As healthcare workers get a handle on the coronavirus pandemic, the flu season is right around the corner. Doctors urge people to keep up health practices in place during the COVID-19 crisis to help with the flu, too.
“My message throughout the whole pandemic has been preparation, not panic,” said Dr. Paul Nanda, the Chief Medical Officer at TGH Urgent Care powered by Fast Track.
The CDC says flu activity often starts to pick up in October, while most of the time activity peaks between December and February. Dr. Nanda says the challenge will be differentiating between the flu and COVID-19.
“Going back from March when the first pandemic hit to our surge at the end of June, early July, and it was challenging,” said Nanda. “We had to rapidly learn how to roll out policies that protect our staff, but also provide the most good for our patients to keep our patients safe.”
Dr. Nanda thinks going through that earlier this year has prepared them for another COVID-19 wave or dealing with COVID-19 and the flu season. On top of that, he thinks people are more conscious now about hand washing, covering coughs and wearing masks, which he thinks hopefully could mean a tamped down flu season.
USF Health’s Dr. Marissa Levine says through the COVID-19 crisis, healthcare systems have learned a lot about how to manage their resources.
“What we don’t want to happen is to have a really bad flu season and bad coronavirus peaks at the same time. That’s bad for everybody,” said Dr. Levine. “It’ll overwhelm our healthcare system, and it could lead to more deaths just because we don’t have the adequate resources to deal with the issue. That doesn’t have to happen, I don’t want to scare people to think that it will happen. I think we can work individually and collectively to prevent that from happening.”
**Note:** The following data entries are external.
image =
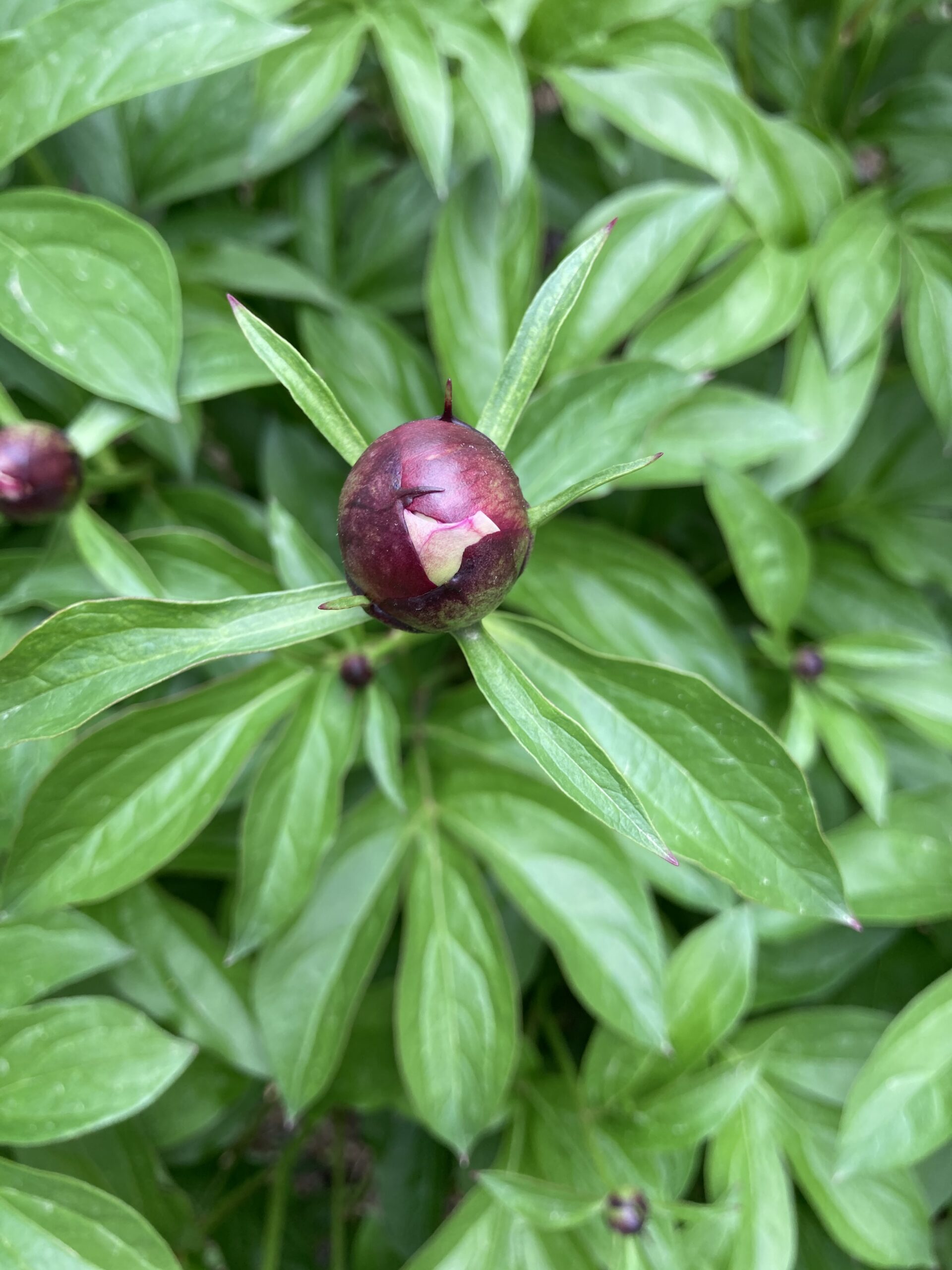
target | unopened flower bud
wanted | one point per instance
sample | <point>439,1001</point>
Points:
<point>40,472</point>
<point>357,671</point>
<point>433,525</point>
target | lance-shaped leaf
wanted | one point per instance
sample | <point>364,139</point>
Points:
<point>559,743</point>
<point>456,996</point>
<point>93,654</point>
<point>310,982</point>
<point>135,792</point>
<point>554,506</point>
<point>112,558</point>
<point>720,788</point>
<point>534,341</point>
<point>71,1066</point>
<point>49,1219</point>
<point>293,813</point>
<point>304,384</point>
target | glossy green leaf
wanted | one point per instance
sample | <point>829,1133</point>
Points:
<point>616,593</point>
<point>134,51</point>
<point>135,792</point>
<point>769,548</point>
<point>742,308</point>
<point>65,671</point>
<point>724,789</point>
<point>542,1205</point>
<point>75,1065</point>
<point>310,981</point>
<point>881,1219</point>
<point>91,291</point>
<point>856,277</point>
<point>456,996</point>
<point>179,977</point>
<point>900,1105</point>
<point>896,873</point>
<point>46,953</point>
<point>927,321</point>
<point>381,743</point>
<point>46,1218</point>
<point>530,351</point>
<point>559,743</point>
<point>574,882</point>
<point>293,812</point>
<point>543,512</point>
<point>419,83</point>
<point>112,558</point>
<point>746,1161</point>
<point>662,229</point>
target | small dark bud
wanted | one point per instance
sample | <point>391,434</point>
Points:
<point>626,1214</point>
<point>40,472</point>
<point>357,671</point>
<point>808,663</point>
<point>433,525</point>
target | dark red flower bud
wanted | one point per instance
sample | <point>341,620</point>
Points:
<point>808,663</point>
<point>357,671</point>
<point>40,472</point>
<point>626,1214</point>
<point>433,525</point>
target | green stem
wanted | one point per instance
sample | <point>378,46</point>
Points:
<point>338,1199</point>
<point>278,1199</point>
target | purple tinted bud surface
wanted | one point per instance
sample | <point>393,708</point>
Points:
<point>433,525</point>
<point>40,472</point>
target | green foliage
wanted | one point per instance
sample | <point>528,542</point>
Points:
<point>327,944</point>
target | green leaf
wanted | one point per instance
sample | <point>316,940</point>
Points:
<point>815,1052</point>
<point>381,743</point>
<point>480,278</point>
<point>136,790</point>
<point>293,812</point>
<point>305,385</point>
<point>111,557</point>
<point>892,872</point>
<point>310,981</point>
<point>927,321</point>
<point>91,291</point>
<point>530,351</point>
<point>132,50</point>
<point>456,997</point>
<point>542,1205</point>
<point>856,277</point>
<point>65,671</point>
<point>744,1161</point>
<point>419,83</point>
<point>46,1218</point>
<point>881,1219</point>
<point>543,512</point>
<point>724,789</point>
<point>856,751</point>
<point>660,230</point>
<point>899,1109</point>
<point>179,977</point>
<point>574,882</point>
<point>769,548</point>
<point>48,953</point>
<point>71,1066</point>
<point>738,310</point>
<point>616,593</point>
<point>563,749</point>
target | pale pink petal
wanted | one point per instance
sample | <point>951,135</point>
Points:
<point>441,547</point>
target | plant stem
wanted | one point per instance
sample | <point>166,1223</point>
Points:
<point>338,1199</point>
<point>278,1202</point>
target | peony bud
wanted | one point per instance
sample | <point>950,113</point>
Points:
<point>433,525</point>
<point>40,472</point>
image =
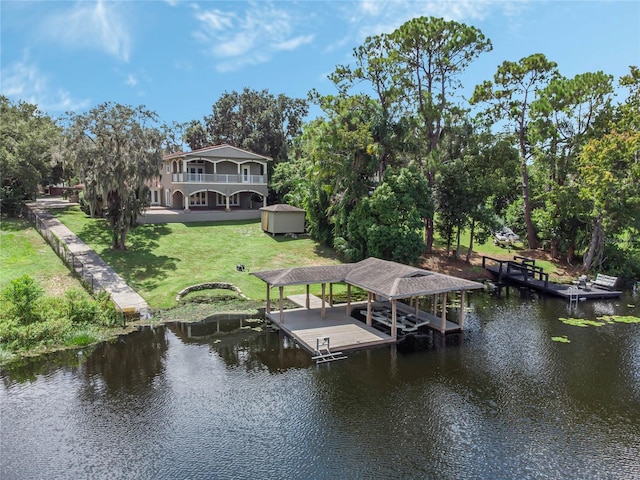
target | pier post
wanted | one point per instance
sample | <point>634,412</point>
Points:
<point>443,318</point>
<point>268,307</point>
<point>461,312</point>
<point>394,328</point>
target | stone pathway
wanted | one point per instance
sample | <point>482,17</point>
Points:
<point>105,278</point>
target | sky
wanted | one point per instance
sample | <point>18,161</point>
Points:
<point>179,57</point>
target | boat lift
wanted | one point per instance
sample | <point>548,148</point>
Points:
<point>324,353</point>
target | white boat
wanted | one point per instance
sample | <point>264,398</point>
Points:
<point>505,236</point>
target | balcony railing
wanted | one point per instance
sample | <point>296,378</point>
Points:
<point>217,178</point>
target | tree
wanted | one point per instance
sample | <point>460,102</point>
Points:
<point>116,149</point>
<point>509,97</point>
<point>388,224</point>
<point>565,115</point>
<point>610,175</point>
<point>414,73</point>
<point>435,52</point>
<point>27,141</point>
<point>256,121</point>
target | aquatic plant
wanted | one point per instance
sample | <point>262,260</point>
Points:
<point>581,322</point>
<point>619,319</point>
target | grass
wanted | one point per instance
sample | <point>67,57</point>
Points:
<point>488,249</point>
<point>24,251</point>
<point>163,259</point>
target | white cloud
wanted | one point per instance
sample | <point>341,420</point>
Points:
<point>91,24</point>
<point>373,17</point>
<point>23,81</point>
<point>250,37</point>
<point>131,80</point>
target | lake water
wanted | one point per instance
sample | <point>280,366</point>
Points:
<point>234,399</point>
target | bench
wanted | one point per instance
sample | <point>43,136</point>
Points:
<point>605,281</point>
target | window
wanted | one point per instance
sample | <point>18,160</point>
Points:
<point>198,199</point>
<point>234,200</point>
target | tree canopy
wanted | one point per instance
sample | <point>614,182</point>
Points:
<point>27,141</point>
<point>254,120</point>
<point>116,149</point>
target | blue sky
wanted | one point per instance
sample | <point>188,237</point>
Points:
<point>179,57</point>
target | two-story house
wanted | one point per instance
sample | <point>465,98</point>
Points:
<point>219,177</point>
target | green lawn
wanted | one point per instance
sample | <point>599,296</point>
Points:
<point>24,251</point>
<point>163,259</point>
<point>488,249</point>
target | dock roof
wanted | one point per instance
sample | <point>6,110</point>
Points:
<point>382,277</point>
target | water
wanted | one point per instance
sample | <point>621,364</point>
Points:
<point>501,401</point>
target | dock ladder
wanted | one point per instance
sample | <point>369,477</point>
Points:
<point>573,296</point>
<point>324,353</point>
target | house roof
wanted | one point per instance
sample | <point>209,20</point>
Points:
<point>218,151</point>
<point>282,207</point>
<point>382,277</point>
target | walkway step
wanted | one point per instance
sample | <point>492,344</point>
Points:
<point>105,278</point>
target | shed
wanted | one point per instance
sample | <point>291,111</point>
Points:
<point>282,218</point>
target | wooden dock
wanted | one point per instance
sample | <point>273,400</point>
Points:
<point>306,326</point>
<point>525,273</point>
<point>345,332</point>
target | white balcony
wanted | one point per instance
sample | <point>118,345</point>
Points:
<point>218,178</point>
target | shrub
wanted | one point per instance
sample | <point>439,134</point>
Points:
<point>80,308</point>
<point>22,296</point>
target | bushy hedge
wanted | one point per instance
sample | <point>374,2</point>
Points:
<point>29,319</point>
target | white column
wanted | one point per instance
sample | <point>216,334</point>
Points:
<point>307,302</point>
<point>461,313</point>
<point>443,318</point>
<point>268,308</point>
<point>394,331</point>
<point>281,304</point>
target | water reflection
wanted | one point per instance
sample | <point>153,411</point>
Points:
<point>230,398</point>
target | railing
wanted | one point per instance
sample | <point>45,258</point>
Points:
<point>526,268</point>
<point>217,178</point>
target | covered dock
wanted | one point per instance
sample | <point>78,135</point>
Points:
<point>386,283</point>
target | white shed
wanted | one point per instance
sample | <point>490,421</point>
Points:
<point>282,218</point>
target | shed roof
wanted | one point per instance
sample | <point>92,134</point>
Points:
<point>382,277</point>
<point>281,207</point>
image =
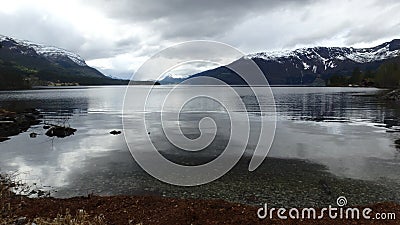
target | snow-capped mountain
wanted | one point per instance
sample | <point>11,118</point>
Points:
<point>330,57</point>
<point>50,52</point>
<point>24,64</point>
<point>303,66</point>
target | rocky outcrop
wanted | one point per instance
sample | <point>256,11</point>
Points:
<point>393,95</point>
<point>13,123</point>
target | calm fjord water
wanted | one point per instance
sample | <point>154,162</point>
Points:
<point>337,130</point>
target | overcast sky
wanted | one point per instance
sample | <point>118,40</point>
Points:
<point>117,36</point>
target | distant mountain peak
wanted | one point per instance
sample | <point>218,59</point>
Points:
<point>50,52</point>
<point>304,65</point>
<point>327,55</point>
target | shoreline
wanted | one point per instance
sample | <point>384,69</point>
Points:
<point>154,210</point>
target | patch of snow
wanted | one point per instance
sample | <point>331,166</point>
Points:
<point>47,51</point>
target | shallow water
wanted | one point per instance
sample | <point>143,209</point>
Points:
<point>338,129</point>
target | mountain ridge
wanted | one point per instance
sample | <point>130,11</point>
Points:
<point>303,66</point>
<point>24,64</point>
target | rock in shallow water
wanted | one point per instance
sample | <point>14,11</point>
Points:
<point>60,132</point>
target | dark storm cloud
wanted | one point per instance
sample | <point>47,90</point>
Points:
<point>180,19</point>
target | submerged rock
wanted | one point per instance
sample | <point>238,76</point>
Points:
<point>13,123</point>
<point>60,131</point>
<point>393,95</point>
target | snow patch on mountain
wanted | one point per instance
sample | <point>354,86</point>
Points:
<point>49,52</point>
<point>328,56</point>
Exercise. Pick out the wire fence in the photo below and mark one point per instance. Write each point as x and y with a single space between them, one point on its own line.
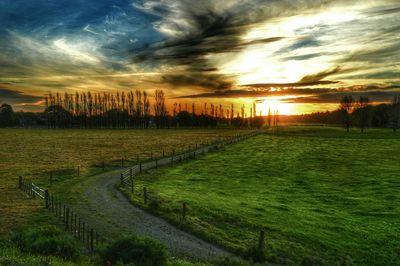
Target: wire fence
71 220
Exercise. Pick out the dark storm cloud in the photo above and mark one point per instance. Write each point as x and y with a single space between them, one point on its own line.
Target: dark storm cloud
308 95
11 96
218 82
210 31
309 80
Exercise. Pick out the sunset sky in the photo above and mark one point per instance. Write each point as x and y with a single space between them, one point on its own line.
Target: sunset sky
297 56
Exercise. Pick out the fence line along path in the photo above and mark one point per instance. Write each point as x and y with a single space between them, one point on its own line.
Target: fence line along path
127 175
112 214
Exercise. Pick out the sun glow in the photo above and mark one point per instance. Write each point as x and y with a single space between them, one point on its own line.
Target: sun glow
279 104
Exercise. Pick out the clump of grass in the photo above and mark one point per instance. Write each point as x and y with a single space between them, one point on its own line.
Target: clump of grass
321 194
46 240
136 251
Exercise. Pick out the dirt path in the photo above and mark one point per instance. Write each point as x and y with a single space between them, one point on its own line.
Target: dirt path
107 209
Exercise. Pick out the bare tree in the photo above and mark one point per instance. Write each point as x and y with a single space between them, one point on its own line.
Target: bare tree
363 112
395 112
160 111
346 107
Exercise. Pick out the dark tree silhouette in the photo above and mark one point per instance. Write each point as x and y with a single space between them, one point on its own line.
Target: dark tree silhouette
363 112
6 115
346 107
395 112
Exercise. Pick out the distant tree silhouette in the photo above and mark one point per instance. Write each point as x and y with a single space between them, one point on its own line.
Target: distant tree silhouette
362 111
395 112
346 107
160 109
6 115
269 118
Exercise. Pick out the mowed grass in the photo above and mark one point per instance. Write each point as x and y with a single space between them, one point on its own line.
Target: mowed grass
323 196
34 153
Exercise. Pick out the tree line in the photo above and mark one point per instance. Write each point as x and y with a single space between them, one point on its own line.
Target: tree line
134 109
360 113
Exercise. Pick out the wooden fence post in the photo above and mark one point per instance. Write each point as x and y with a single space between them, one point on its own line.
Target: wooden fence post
83 232
91 240
52 203
46 199
31 190
261 240
88 237
145 195
79 228
67 218
71 221
184 210
75 220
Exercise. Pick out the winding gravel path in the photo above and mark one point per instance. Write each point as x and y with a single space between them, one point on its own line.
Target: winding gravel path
108 210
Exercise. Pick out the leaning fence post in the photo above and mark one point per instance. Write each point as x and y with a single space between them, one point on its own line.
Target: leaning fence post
52 203
79 228
261 240
184 210
31 190
75 220
46 198
83 232
145 195
88 237
91 239
67 218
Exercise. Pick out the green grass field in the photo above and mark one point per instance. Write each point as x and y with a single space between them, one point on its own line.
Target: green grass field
323 196
34 153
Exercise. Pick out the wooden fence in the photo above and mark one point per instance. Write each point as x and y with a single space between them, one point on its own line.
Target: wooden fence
71 220
84 232
127 177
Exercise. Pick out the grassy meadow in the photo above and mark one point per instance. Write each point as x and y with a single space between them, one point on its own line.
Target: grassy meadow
35 153
322 196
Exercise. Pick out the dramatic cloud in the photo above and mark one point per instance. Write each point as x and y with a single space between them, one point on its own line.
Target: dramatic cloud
202 49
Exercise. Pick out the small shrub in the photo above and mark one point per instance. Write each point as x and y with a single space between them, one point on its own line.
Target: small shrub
227 261
255 254
47 240
137 251
154 205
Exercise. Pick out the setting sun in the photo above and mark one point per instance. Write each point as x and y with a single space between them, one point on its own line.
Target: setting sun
276 104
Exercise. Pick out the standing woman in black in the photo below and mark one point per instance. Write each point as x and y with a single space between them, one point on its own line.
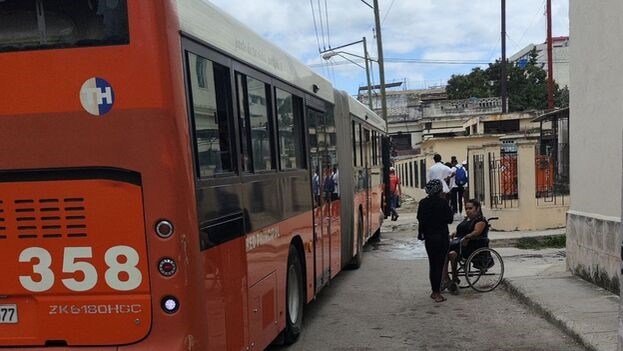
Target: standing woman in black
434 215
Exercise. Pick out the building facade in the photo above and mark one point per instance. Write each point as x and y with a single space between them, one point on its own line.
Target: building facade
595 124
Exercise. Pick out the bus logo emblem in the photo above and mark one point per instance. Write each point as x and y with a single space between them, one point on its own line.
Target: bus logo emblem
97 96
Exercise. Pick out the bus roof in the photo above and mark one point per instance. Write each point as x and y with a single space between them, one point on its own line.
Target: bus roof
204 21
364 113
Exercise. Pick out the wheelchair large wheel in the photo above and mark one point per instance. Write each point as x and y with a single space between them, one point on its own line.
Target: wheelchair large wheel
485 269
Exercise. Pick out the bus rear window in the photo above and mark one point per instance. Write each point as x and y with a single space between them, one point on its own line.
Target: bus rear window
48 24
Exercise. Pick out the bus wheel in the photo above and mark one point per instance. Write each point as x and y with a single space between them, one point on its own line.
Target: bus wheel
355 263
294 298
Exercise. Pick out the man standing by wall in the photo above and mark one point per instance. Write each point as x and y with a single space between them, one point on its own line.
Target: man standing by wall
459 181
441 172
395 191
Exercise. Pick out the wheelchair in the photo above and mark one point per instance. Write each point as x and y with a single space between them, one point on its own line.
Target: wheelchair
483 269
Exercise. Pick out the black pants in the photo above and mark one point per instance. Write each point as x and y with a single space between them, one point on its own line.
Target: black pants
437 250
456 199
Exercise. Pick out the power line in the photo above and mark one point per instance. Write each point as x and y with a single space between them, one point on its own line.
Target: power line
326 12
324 43
532 22
315 25
388 10
427 62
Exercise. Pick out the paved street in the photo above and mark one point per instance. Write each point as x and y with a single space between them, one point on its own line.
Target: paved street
385 306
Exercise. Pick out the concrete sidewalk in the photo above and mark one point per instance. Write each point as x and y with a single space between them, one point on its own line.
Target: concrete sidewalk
540 279
586 312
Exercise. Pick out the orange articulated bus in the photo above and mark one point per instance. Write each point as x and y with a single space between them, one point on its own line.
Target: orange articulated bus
169 180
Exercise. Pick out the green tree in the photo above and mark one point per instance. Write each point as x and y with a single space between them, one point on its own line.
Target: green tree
526 86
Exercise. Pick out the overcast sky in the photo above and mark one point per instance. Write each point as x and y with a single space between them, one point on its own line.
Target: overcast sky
412 30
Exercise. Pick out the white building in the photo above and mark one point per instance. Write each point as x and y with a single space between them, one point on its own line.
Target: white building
595 122
560 49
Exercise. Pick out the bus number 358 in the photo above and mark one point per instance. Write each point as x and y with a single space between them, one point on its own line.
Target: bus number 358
72 265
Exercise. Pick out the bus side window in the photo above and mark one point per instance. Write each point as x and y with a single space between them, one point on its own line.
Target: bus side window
211 111
290 130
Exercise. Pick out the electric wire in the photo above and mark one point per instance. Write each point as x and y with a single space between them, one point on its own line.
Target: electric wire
315 25
387 13
324 43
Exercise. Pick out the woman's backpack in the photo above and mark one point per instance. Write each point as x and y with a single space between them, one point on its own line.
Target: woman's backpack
460 177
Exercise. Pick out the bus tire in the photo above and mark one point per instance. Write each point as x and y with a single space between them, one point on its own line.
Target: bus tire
356 261
294 298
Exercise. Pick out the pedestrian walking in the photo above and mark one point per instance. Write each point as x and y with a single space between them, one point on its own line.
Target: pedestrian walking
433 216
395 191
441 172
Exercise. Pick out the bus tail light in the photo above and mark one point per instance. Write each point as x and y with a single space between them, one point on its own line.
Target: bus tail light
170 304
167 267
164 229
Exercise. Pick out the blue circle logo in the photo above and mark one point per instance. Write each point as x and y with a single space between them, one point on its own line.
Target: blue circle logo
97 96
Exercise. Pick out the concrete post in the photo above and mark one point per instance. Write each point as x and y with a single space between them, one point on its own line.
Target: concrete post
494 151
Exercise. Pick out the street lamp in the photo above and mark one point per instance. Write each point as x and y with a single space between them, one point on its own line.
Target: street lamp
328 54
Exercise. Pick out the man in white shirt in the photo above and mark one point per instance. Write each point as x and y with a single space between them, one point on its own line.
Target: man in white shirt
441 172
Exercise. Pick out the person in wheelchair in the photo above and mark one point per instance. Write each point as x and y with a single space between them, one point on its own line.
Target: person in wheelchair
470 235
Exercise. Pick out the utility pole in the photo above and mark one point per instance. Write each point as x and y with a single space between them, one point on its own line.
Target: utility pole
379 44
503 63
550 58
365 54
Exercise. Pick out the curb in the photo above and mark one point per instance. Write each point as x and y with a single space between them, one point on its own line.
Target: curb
512 242
520 295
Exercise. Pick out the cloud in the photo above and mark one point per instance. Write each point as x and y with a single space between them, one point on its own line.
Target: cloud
423 29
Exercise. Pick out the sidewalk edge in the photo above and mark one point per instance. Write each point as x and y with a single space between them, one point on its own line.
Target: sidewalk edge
520 295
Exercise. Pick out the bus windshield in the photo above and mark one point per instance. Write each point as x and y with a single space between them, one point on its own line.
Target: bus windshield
48 24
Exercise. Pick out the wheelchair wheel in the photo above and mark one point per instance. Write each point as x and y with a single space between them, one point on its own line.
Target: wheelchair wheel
466 270
486 269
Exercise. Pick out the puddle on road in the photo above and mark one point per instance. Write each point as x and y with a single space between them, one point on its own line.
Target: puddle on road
408 248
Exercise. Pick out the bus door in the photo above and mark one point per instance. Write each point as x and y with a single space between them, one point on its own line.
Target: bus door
367 154
321 189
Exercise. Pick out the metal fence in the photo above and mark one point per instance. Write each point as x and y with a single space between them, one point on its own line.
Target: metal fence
552 175
503 183
479 178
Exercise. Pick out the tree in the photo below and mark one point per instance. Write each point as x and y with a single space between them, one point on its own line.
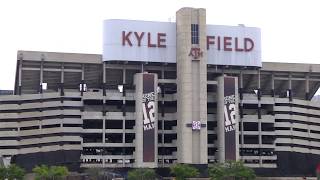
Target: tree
94 173
141 174
3 173
231 169
182 171
12 172
44 172
15 172
58 172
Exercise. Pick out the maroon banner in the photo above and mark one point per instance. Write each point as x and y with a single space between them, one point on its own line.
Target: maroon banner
148 108
230 118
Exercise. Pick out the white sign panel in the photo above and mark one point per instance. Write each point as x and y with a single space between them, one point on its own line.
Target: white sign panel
127 40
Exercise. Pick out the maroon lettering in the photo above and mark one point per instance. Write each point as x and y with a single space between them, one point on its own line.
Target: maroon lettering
227 43
210 40
139 37
125 38
149 41
195 53
237 45
248 44
162 40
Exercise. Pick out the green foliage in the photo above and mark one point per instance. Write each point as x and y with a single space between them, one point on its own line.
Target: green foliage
44 172
231 169
3 172
58 172
93 173
141 174
12 172
182 171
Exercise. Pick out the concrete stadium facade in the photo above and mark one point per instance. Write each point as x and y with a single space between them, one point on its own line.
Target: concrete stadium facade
83 111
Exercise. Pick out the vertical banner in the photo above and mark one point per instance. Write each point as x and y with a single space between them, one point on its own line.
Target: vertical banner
148 108
230 118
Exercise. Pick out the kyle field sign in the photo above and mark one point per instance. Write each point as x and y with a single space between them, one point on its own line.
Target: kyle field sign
148 41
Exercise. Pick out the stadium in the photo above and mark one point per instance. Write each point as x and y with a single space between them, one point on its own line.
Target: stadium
164 93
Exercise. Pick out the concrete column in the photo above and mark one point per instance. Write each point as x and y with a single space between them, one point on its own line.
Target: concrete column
41 73
307 86
139 125
20 74
272 85
62 80
220 120
191 87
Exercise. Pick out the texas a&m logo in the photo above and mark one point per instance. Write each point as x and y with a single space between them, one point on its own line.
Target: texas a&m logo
196 53
148 108
229 113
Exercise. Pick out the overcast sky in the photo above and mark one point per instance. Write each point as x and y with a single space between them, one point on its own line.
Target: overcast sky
290 28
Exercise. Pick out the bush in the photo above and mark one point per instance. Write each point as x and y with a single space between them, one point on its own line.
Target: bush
141 174
12 172
44 172
182 171
231 169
Dr. Levine says people should keep doing what they’ve been doing to prevent the spread of COVID-19 to help during flu season: social distancing, wearing masks and practicing good hygiene.
“I do worry about COVID fatigue. We all want this to be over, but it’s not, and as it gets better, we tend to let our guard down, so as long as we don’t let our guard down, yes, I think we are much better prepared,” said Dr. Levine. “We could actually minimize the flu season just by continuing to do what we’ve been doing and adding flu vaccination on top of that.”
Dr. Nanda says now more than ever is an important time to get the flu shot. He says children as young as six months old can get the vaccine. Dr. Nanda recommends people wait until Oct. 1 so you’re well-covered during the peak of flu season.
“It decreases the risk of having both COVID and the flu at the same time, and we have a vaccine that we know the science works behind it for years. We can tamp down the number of circulating flu, that certainly increases the health of those patients and the community,” said Dr. Nanda.